Opinion
June 27, 1988
Appeal from the Supreme Court, Kings County (Marrus, J.).
Ordered that the judgment is affirmed.
In this case in which the defendant was charged with raping and sodomizing his 13-year-old stepdaughter on three separate occasions the defendant contends that the trial court erred in admitting evidence of a prior Family Court proceeding. The record reveals, however, that he acquiesced in the curative instructions given by the court. As a consequence, the issue is not preserved for appellate review (see, People v Medina, 53 N.Y.2d 951, 953; People v Corley, 140 A.D.2d 536; People v Jalah, 107 A.D.2d 762). In any event, we conclude that the instruction had the intended curative effect (see, People v Arce, 42 N.Y.2d 179).

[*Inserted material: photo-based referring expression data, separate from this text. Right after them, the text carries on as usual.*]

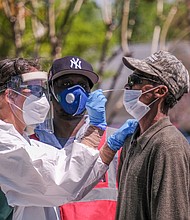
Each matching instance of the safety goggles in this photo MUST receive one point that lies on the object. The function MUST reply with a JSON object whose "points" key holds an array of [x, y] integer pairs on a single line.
{"points": [[36, 90], [28, 84], [135, 79]]}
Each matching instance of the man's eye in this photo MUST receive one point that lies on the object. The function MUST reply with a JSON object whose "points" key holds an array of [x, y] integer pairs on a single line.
{"points": [[65, 84], [83, 85]]}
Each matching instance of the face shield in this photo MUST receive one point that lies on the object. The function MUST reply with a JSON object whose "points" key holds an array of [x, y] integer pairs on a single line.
{"points": [[29, 98]]}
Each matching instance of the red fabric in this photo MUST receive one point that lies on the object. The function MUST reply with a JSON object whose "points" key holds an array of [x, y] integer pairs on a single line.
{"points": [[93, 210]]}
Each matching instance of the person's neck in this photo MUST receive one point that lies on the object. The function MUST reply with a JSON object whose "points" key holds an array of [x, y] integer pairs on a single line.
{"points": [[67, 127], [149, 119]]}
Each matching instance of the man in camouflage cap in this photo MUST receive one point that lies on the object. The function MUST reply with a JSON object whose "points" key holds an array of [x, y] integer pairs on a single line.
{"points": [[154, 171]]}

The purported impropriety of permitting the prosecutor to elicit evidence of past attacks by the defendant on his wife was, likewise, unpreserved for appellate review. In any case, we conclude that this evidence was probative of the victim's state of mind and relevant to prove that the defendant used forcible compulsion (see, People v Barlow, 88 A.D.2d 668, 669). The testimony rebutting the defendant's alibi elicited by the prosecution was also properly admissible. The testimony related to an error in the defense witness's testimony, which involved a material issue in the case (i.e., the whereabouts of the defendant on the day of one of the alleged rapes); it was therefore not collateral (see, People v Schwartzman, 24 N.Y.2d 241; People v Green, 121 A.D.2d 739, lv denied 68 N.Y.2d 813).

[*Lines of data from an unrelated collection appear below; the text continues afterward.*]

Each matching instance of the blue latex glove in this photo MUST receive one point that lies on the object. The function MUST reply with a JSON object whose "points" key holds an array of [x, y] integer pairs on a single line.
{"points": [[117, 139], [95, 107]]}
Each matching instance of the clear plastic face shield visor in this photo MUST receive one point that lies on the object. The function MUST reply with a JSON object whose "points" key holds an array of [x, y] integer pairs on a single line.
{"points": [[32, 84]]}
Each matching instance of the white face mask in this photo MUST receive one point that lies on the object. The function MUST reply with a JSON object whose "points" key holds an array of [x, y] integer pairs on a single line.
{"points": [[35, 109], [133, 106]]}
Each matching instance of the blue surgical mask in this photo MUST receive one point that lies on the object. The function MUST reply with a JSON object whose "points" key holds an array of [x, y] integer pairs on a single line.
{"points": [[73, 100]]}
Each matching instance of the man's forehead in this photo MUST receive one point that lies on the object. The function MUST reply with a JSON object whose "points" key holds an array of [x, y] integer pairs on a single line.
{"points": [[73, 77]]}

Finally, the defendant failed to properly object at trial to the prosecutor's opening and closing statements and thus failed to preserve the issue of the propriety of those statements for review (see, People v Balls, 69 N.Y.2d 641, 642). In any event, since defense counsel in summation directly questioned the complainant's veracity, the prosecutor's comments were not unreasonable (see, People v Colon, 122 A.D.2d 151, lv denied 68 N.Y.2d 810). Moreover, the prosecutor's characterization of the crimes in question did not deprive the defendant of a fair trial given the overwhelming proof of defendant's guilt (see, People v Galloway, 54 N.Y.2d 396; People v Roopchand, 107 A.D.2d 35, affd 65 N.Y.2d 837). Brown, J.P., Kunzeman, Rubin and Kooper, JJ., concur.